If the protagonist’s mental narrative had only said she was glad to be alive, I could roll with that, but he adds just enough other considerations to make me want to throw the book across the room. I speak as a woman that has never been sexually assaulted, but like most people, I know women that have. And research actually indicates that the more trauma one has been through after age 30, the harder one grieves, because all of the other losses are relived along with the new, fresh loss. Until this point, I had bonded to Georgia’s character, and she was practically tangible to me. When she began reflecting about the rape, the spell was broken and it was just the product of some clueless male’s bizarre imagination. It’s probably a bad idea for anyone to try to quantify a rape or decide where it falls on the progression of a character’s negative experiences, and all the moreso for a man to decide about a female character. One star fell off and this tirade jumped into my review. So there you have it.

The ending is otherwise not terribly imaginative, but also veers away from the trite, pat ending I thought I saw coming. Sadly, by that point I was too irritated to enjoy it.

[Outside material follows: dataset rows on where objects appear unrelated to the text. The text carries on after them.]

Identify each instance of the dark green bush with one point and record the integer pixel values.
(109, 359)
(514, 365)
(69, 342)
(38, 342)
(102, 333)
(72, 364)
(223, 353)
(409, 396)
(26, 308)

The novel is billed as a mystery, and it surely includes two of them. We wonder about the ghost; it has made another appearance at the Rock of Ages, which is locally known to be haunted. We also wonder whether Pooh Blackwell killed Aunt Jenny for the deed to her house, or whether she drowned accidentally. But really, the main story here is Georgia’s inner struggle. The mystery takes a back seat, and it works well that way, apart from my earlier qualification.

The prequel to this story won acclaim, and I would love to read it if I can find a copy.

The series will be one to watch. Perhaps Owen will write Justin in as his next protagonist, and if so, I would love to read it.

Interesting work from an award-winning writer.